Lot Essay
This rug is an early example of a small and highly collectable group of South Caucasian rugs. They have red fields with blue borders, and all contain two (or occasionally one) column of three stylised ‘tree’ motifs, with a column of white guls running between them. The design finds its origins in the ‘Garden’ carpets of Safavid Persia; the intersecting canals have dropped off the design, and what remains is the trees and the central fountains (Ian Bennett and Aziz Bassoul, Tapis du Caucase à travers trois collections libanaises privées, p.94, cat.23).
Further published examples include one with Eberhart Hermann (Von Konya bis Kokand: Seltene Orienttepiche III, Munich, n.d., p.74, cat.28), which shares with the present lot its small white dots in the field, while an example in an American collection is dated to AH 1290/1873-4 AD (Harold M Keshishian (ed.), The Treasure of the Caucasus, Washington DC, 1993, pl.5). The present lot, however, differs from those examples in its sparse drawing which lends it a more archaic feel.

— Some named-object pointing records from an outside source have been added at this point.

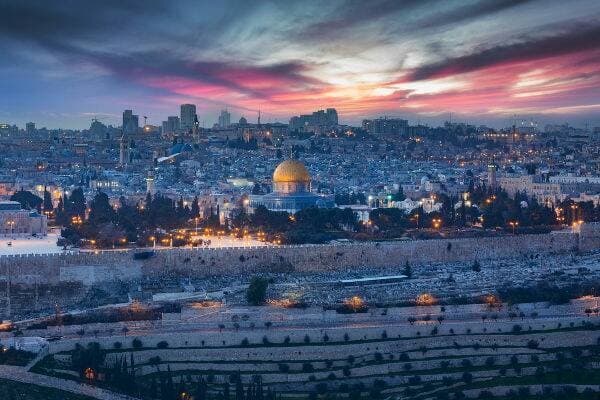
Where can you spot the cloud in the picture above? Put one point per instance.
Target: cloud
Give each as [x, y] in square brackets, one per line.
[582, 38]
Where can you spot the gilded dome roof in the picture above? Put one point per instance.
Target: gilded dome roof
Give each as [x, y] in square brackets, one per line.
[291, 171]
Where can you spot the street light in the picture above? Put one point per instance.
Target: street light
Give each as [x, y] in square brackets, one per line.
[11, 224]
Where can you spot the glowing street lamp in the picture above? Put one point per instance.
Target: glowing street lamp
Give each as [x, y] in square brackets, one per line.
[11, 224]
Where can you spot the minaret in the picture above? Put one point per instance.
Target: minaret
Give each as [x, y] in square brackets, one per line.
[150, 182]
[123, 149]
[492, 183]
[196, 130]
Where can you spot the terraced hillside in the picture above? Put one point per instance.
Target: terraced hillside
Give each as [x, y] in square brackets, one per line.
[425, 360]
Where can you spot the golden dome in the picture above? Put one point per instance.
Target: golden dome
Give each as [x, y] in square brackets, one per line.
[291, 171]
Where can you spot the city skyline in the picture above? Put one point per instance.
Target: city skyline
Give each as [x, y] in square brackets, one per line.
[483, 62]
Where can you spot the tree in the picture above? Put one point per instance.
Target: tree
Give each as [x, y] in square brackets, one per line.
[257, 290]
[101, 212]
[76, 203]
[27, 199]
[91, 356]
[47, 203]
[407, 270]
[195, 211]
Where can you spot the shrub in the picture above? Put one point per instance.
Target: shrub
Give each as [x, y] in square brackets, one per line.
[468, 377]
[163, 344]
[257, 290]
[414, 380]
[283, 367]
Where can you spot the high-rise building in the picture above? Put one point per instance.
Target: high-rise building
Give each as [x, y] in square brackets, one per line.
[150, 182]
[130, 122]
[224, 119]
[382, 126]
[188, 116]
[314, 121]
[30, 128]
[171, 125]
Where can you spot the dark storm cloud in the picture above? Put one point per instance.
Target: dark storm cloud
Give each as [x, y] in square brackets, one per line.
[464, 13]
[582, 38]
[78, 32]
[408, 15]
[66, 20]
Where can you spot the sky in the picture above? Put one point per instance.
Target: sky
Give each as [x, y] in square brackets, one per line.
[485, 62]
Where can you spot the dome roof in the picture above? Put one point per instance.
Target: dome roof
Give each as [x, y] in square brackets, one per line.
[291, 171]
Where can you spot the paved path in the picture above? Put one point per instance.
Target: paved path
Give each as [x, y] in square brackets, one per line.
[19, 374]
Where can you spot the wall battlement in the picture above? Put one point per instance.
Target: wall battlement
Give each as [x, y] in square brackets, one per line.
[93, 267]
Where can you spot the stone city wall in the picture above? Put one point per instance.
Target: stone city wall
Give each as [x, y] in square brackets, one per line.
[111, 265]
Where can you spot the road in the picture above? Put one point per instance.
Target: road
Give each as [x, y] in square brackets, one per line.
[19, 374]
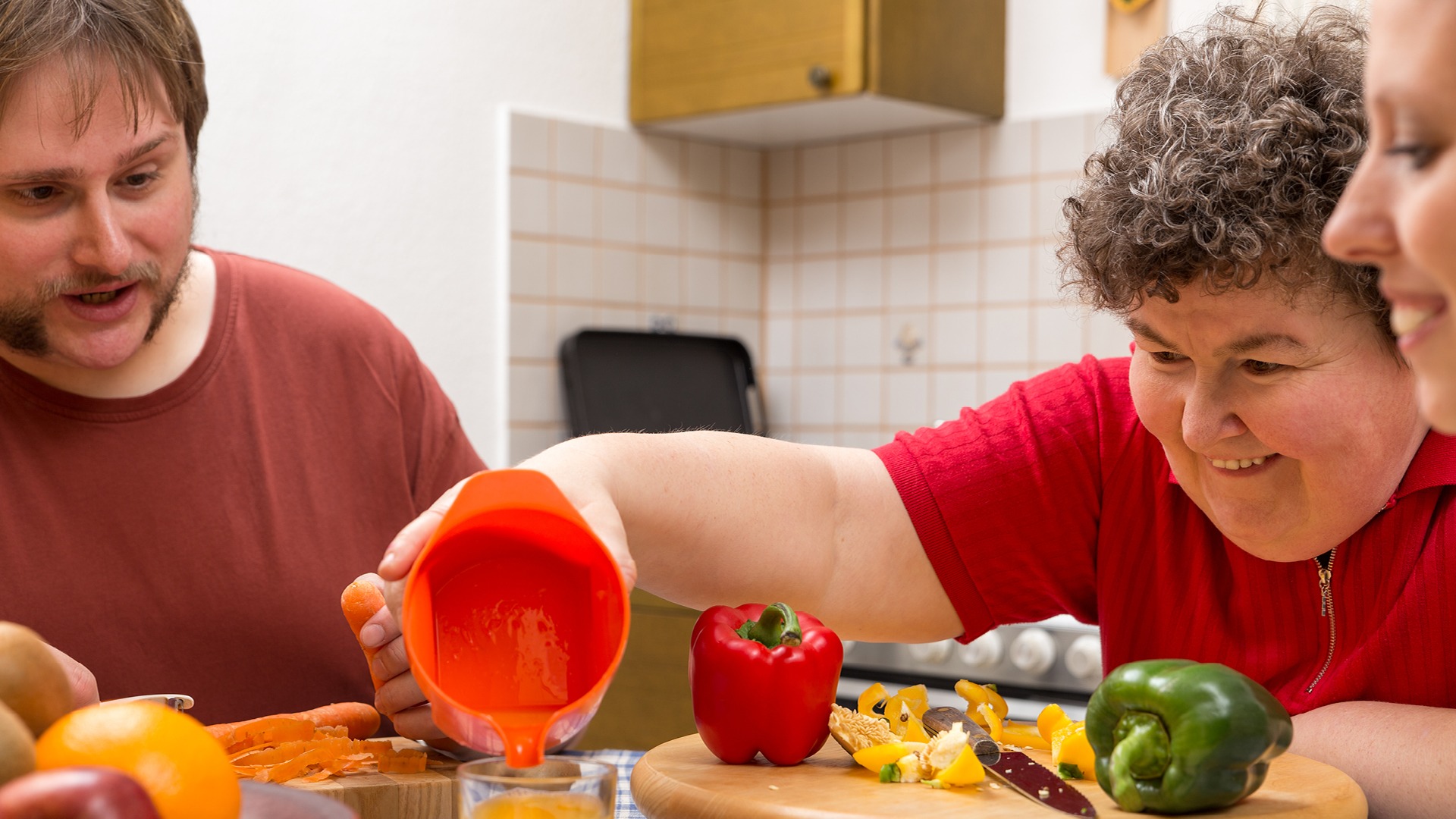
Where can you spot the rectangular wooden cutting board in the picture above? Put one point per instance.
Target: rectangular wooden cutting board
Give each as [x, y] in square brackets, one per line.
[683, 780]
[430, 795]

In his publication, James Burns suggests that the ‘Hakkari-Shanbo gul’ indicates that it was made by Kurdish weavers who had migrated from Hakkari to Shahsevan around the year 1800 (James D. Burns, Antique Carpets of Kurdistan: A Historical Legacy of Woven Art, London, 2002, p.227).
Examples offered at auction include one sold in these Rooms, 18 October 2001, lot 278, which achieved an auction record which stands to this day. More recent examples include one sold by Rippon Boswell Wiesbaden, 14 November 2003, lot 129, and another 27 June 2020, lot 49. Finally, an example in fairly worn condition but of a similar date to ours was sold by Grogan and Company, Boston MA, 29 January 2023, lot 595.